É natural nos depararmos com novos significados sobre a adolescência, muita das vezes protagonizados pelos movimentos sociais que lutam pela causa, e interpretamos isso como uma saudável tentativa de desvencilhamento dos significados cruéis que, em última instância, legitimam a atuação genocida contra a juventude. Mais ainda, tal fato retorna aos psicanalistas a grande contribuição que pode ser feita, na clínica e nas lutas sociais, em, a partir da ética da psicanálise, poder dar o passo a mais que, para além do significado, pode trazer à cena o desejo da “adolescência”.
Esse número alarmante de vidas ceifadas, alicerçado em significados culturais que, abaixo do significante “adolescência”, faz seus efeitos, atesta as distintas prisões imaginárias desses jovens. Os adolescentes vítimas desses significados, também o são do poder que os interpela, ademais.

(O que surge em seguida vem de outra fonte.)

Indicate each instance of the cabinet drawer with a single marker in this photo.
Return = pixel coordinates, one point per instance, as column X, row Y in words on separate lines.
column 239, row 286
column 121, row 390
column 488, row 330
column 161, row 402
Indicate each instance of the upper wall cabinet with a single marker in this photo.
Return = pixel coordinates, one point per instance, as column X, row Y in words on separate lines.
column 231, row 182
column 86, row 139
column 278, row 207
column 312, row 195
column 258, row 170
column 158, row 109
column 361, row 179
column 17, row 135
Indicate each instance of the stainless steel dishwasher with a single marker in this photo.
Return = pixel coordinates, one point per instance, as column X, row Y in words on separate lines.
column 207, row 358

Mbembe (2003/2018) desenvolve uma teoria que, por um lado parece explicar a sina de tantos adolescentes nesse país, e que se dá a partir de uma análise da escravidão enquanto um poder colonizador.
Diferente do que entende Foucault, Mbembe (2003/2018) compreende que a escravidão é um dos mais sofisticados poderes da modernidade, ou ainda melhor, é o prenúncio do necropoder, não excluindo, para tanto, a emergência, também significativa, do poder disciplinar.
Na condição de escravizado, o sujeito se depara com três perdas fundamentais: perde-se o lar; perde-se o direito ao próprio corpo; perde-se estatuto político. O escravizado, portanto, tem o corpo controlado não devido a dispositivos médicos e legalistas que, na valorização da vida, constroem suas bases, e sim por uma força que, sinalizando a morte, faz a sua tônica (Mbembe, 2003/2018).
O biopoder, por sua vez, continua a existir, mas, dadas as contribuições de Mbembe (2003/2018), coexiste com o necropoder, atuando distintamente a depender da posição que o sujeito ocupa na estrutura colonial.
Essa adolescência brasileira assassinada, adolescência em sua maioria composta por rapazes negros, parece ser submetida a um poder que a toma pela morte. Atrelada a significados que constituem imaginários bárbaros contra os adolescentes, cenas imaginárias que edificam um “paraíso na terra” caso uma lei que diminua a maioridade penal fosse aprovada nesse país, ou que até mesmo ecoam o que é enunciado na tão cada vez mais comum fala de que “bandido bom é bandido morto”, significados outros que não só os expressos pela moratória, a adolescência colonizada pode contar com a ética da psicanálise como proposta contra-normativa e decolonial em prol do desejo do sujeito.
Ao referirmo-nos a “outros significados que não só os expressos pela moratória”, indicamos uma pergunta para futuras pesquisas: “não sendo os significados da moratória os únicos a interpelar os adolescentes, afinal, quais são os demais, e como eles operam?”. Trazemos essa pergunta pois, o que escutamos como significados da adolescência na clínica com vulneráveis, nem sempre são os mesmos da moratória, significados que atrelam ao significante “adolescente” sentidos tais quais o do “bandido”, do “desvirtuado”, mas que ainda não estudamos.
Outra limitação significativa desse artigo encontra-se na proposição da relação entre o poder disciplinar e o necropoder à emergência, na modernidade, da adolescência enquanto ideia na cultura ocidental. Indicamos com honestidade, pois, tratar-se de uma hipótese a qual pode ser melhor trabalhada em demais estudos.